Analyzing the Properties of Murine Intestinal Mucins by Electrophoresis and Histology

Abstract

Specialized secretory cells known as goblet cells in the intestine and respiratory epithelium are responsible for the secretion of mucins. Mucins are large heavily glycosylated proteins and typically have a molecular mass higher than 10⁶ Da. These large proteins are densely substituted with short glycan chains, which have many important functional roles including determining the hydration and viscoelastic properties of the mucus gel that lines and protects the intestinal epithelium. In this protocol, we comprehensively describe the method for extraction of murine mucus and its analysis by agarose gel electrophoresis. Additionally we describe the use of High Iron Diamine-Alcian Blue, Periodic Acid Schiff's-Alcian Blue and immune-staining methods to identify and differentiate between the different states of glycosylation on these mucin glycoproteins, in particular with a focus on sulphation and sialylation.

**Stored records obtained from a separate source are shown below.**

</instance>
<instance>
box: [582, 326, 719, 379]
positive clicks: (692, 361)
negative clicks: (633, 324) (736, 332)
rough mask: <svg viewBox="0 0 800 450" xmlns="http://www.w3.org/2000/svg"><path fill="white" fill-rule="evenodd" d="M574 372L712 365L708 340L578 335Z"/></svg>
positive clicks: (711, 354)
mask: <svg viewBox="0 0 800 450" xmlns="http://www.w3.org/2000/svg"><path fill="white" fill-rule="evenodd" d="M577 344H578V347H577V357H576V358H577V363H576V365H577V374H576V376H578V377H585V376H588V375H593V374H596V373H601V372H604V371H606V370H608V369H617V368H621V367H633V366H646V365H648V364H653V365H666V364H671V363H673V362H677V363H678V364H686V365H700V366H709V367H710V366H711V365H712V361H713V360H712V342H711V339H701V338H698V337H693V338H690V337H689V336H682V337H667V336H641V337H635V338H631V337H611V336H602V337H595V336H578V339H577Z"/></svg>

Keywords: Glycosylation; High Iron Diamine; Mucin; Secreted mucin; Sialylation; Stored mucin; Sulphation.

Figure 1.. Electrophoresis gel tank (right) and electrophoresis power supply (left) for gel electrophoresis analyses of mucins

Figure 2.. Vacuum Blotting Unit with vacuum blotter chamber (front) and vacuum pump (back)

Figure 3.. Outlines of the procedures described

Figure 4.. Scanned nitrocellulose membrane stained with PAS and anti-Muc2 antibody.

Total mucus from the colon was extracted from 4 individual C57BL/6 mice and analysed using 1% agarose gel electrophoresis and transferred to nitrocellulose membrane. Nitrocellulose membrane was stained with PAS (A) or anti-Muc2 antibody (B, H300, from Santa Cruz) and developed using infrared-labelled secondary antibody. Membrane was scanned using the Odyssey^® CLx Imager.

Figure 5.. Mouse intestine dissection and ‘Swiss Roll’ technique for histology.

Mouse intestine is dissected (A) followed by opening longitudinally using spring scissor (B) and removing feces using a P200 tip (C). Intestine is rolled around a 16 gauge needle with the help of tweezers (D, E). Swiss roll is secured on polystyrene cube with two needles pin in opposite direction (make sure needle is not placed in tissue) (F) before putting into specimen jar with 10% buffer formalin for fixation (G). Fixed Swiss roll is transferred into histology cassette (H) for paraffin embedding (I).

Figure 6.. Pictures of PAS-AB stain in small intestine, proximal colon and distal colon of C57BL/6 mice.

Neutral glycoproteins are stained in magenta (red arrow, depicting the glycocalyx), mucins that are both acidic and neutrally charged are stained in purple (blue plus magenta stain, green arrow) and acidic glycoproteins are stained in blue (black arrow). These slides were counterstained with haematoxylin (as described in step B3f). Scale bars = 200 µm (low power), 100 µm (high power).

Figure 7.. HID-AB staining in distal colon of C57BL/6 mice.

Black stain indicates sulfomucins dominated area (left panel, red arrow), whereas goblet cells with sialomucins (blue) and mixed sulfo-sialomucins (black and blue colors in the right panel, red arrows). Scale bars = 200 µm (low power), 100 µm (high power).

Figure 8.. Quantification of positive staining by using NIS-Elements software.

A. Original picture showing Muc2 positive staining in dark brown color. B. Positive staining was defined by RGB pixel picking tool in NIS-Elements software. For example, to quantify goblet cell volume in a longitudinally sectioned crypt, the percent of positive staining per crypt is calculated as the area covered by positive staining divided by the area of the crypt. Three to five individual crypts are analysed for each sample before taking the average value.